D’autres tests existent en Allemagne et sont parfois mis en avant…
Les sociétés savantes allemandes de microbiologie se sont positionnées, leurs recommandations sont les mêmes qu’en France et aux Etats-Unis. Elles disent aussi que les tests de certains laboratoires situés en Allemagne n’ont pas été évalués, voire que leur évaluation a démontré leur manque de fiabilité. Il ne s’agit que de quelques laboratoires, mais ils sont très demandés.
Vous n’aimez pas le terme « maladie chronique » mais parlez de cas tardifs.
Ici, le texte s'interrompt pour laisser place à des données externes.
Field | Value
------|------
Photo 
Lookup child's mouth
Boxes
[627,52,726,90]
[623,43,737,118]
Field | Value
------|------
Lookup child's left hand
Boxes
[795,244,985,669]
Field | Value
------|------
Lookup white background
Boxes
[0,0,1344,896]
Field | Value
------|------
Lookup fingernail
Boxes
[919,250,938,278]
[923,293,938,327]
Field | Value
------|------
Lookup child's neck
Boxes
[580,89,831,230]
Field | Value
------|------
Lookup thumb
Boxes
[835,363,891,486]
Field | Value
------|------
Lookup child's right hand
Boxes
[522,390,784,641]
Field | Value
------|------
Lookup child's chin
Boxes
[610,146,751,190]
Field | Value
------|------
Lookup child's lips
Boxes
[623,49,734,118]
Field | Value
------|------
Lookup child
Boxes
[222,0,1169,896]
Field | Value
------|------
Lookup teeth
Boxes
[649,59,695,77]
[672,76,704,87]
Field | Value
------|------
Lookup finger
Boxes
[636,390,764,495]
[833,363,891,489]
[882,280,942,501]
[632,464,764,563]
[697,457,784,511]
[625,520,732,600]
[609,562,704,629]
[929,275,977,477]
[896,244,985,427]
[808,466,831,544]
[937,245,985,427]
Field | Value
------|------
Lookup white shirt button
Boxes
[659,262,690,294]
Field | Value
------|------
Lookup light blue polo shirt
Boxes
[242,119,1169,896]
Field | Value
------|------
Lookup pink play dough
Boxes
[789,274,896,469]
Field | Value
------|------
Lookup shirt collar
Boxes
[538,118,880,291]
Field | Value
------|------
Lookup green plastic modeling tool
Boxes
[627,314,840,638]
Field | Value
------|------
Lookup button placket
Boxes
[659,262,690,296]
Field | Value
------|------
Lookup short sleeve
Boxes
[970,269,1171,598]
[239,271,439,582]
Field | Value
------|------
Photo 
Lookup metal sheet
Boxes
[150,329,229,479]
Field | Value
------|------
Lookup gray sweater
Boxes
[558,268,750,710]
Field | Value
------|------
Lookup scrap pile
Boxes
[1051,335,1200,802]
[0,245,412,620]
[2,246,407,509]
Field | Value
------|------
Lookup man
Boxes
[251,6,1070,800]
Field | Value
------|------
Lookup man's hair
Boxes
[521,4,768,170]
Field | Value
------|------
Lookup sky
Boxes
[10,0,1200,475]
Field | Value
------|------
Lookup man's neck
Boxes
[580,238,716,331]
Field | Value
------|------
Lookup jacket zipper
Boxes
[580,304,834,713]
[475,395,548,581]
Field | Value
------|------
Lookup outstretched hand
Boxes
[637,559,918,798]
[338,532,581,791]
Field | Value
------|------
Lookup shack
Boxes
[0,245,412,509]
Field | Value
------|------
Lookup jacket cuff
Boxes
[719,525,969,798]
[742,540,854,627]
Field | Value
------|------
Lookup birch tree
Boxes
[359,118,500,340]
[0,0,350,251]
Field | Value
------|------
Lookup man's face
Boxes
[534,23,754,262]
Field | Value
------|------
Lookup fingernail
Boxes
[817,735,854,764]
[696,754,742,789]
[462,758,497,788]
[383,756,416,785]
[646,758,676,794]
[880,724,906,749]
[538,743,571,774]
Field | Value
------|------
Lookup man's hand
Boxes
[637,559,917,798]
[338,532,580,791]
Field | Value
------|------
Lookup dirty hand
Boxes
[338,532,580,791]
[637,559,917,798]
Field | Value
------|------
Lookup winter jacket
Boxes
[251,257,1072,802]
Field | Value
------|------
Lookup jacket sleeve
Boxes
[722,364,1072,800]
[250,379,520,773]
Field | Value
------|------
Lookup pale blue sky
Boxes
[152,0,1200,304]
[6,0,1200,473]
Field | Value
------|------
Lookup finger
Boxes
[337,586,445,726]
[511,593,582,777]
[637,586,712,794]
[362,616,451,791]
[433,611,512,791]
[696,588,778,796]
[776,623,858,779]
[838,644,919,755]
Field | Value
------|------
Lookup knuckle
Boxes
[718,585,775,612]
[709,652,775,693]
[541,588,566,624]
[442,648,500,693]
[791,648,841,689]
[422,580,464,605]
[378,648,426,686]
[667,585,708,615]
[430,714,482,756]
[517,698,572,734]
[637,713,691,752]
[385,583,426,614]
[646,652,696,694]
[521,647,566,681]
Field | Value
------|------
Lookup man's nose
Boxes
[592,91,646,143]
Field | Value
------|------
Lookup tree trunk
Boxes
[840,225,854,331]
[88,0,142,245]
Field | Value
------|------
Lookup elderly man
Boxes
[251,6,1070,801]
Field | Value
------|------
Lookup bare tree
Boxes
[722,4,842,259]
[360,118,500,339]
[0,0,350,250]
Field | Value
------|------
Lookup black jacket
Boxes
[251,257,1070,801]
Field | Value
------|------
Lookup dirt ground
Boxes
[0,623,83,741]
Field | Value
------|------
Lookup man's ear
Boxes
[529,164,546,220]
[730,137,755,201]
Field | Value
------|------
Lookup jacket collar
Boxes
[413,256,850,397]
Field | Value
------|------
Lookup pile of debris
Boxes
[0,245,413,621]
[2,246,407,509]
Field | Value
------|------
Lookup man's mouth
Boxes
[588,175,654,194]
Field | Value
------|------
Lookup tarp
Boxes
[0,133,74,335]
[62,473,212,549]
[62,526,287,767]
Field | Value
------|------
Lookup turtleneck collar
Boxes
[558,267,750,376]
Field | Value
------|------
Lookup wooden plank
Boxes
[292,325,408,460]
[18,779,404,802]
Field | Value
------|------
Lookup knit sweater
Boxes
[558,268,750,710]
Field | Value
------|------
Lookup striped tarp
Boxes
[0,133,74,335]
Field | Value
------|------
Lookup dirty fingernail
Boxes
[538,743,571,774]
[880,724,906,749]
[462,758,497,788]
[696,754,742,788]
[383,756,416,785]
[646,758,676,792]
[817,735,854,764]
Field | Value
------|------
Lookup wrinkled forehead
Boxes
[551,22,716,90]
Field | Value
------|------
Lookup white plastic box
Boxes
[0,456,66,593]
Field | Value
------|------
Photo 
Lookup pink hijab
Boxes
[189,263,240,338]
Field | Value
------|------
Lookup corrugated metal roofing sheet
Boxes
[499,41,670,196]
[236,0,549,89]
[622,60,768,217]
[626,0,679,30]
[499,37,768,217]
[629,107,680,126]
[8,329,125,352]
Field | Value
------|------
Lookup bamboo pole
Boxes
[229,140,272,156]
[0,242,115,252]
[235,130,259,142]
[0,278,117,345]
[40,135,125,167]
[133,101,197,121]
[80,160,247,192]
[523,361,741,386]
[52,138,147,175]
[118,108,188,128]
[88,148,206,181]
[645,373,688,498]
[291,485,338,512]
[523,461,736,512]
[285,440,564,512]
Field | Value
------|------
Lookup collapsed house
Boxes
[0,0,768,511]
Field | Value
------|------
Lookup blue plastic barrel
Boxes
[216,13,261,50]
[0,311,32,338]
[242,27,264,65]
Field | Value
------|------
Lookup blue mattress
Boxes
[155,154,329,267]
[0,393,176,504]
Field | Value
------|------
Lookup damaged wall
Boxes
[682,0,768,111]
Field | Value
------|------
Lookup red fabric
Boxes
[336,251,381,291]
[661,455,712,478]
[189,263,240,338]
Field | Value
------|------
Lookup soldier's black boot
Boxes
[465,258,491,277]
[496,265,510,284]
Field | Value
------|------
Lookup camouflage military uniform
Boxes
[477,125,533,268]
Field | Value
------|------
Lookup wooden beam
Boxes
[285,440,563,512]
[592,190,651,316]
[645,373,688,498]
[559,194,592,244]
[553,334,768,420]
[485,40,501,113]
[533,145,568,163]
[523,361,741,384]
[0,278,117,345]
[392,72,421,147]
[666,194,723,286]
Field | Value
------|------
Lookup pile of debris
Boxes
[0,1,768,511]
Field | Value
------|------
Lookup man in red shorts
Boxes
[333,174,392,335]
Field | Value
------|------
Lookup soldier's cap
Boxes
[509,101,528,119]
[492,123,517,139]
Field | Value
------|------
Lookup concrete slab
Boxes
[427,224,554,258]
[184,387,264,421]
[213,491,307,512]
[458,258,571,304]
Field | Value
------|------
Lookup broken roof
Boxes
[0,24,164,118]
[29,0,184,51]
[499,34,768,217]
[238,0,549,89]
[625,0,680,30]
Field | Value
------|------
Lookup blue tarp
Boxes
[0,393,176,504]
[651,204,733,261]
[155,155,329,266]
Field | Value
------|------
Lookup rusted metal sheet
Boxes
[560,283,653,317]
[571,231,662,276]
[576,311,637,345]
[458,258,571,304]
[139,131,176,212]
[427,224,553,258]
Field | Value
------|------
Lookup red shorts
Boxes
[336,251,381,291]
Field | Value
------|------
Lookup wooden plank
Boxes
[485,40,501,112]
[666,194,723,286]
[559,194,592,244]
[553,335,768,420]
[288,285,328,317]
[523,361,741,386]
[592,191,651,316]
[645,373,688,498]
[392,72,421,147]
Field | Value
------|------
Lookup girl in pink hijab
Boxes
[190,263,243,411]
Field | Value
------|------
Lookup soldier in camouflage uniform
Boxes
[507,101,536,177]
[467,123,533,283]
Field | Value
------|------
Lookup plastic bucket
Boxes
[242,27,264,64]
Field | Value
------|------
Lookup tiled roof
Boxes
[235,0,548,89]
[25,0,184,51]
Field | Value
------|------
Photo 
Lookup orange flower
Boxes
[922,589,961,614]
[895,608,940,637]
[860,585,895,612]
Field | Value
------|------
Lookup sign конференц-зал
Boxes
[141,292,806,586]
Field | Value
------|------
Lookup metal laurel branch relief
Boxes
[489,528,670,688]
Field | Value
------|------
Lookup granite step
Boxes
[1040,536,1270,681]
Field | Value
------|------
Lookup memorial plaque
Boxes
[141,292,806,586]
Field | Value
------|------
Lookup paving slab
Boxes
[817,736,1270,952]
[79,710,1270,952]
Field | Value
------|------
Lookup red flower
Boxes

Pourquoi ?
La maladie peut être handicapante, avec des séquelles douloureuses, si elle est traitée tardivement. […] En général, en cas de prise en charge moins de six mois environ après contamination, le pronostic est assez bon. Après six mois, en phase tardive, la bactérie a pu se disséminer (du sang aux organes puis aux articulations), entraînant parfois des dégâts qui peuvent persister, même quand la bactérie a été éliminée par les antibiotiques. […] Des atteintes à la moelle épinière ou des troubles moteurs font aussi partie des formes graves de Lyme identifiées. Mais elles sont rares et la plupart du temps, elles sont issues de diagnostics et traitements tardifs.
Le manque de connaissance de Lyme reste-t-il le plus grand problème pour y faire face ?
L’idéal, selon moi, est d’avoir un test qui permette de détecter directement la bactérie. Beaucoup de gens y travaillent, à Strasbourg notamment. Mais c’est un vrai défi, car elle est très difficile à identifier et nous n’en sommes qu’aux prémices. […] En attendant ce que je veux, c’est replacer le patient au centre des débats. Sans renier leurs douleurs pour autant, il faudrait peut-être aussi une prise en charge, plus globale, des patients, qu’ils présentent ou non une maladie de Lyme.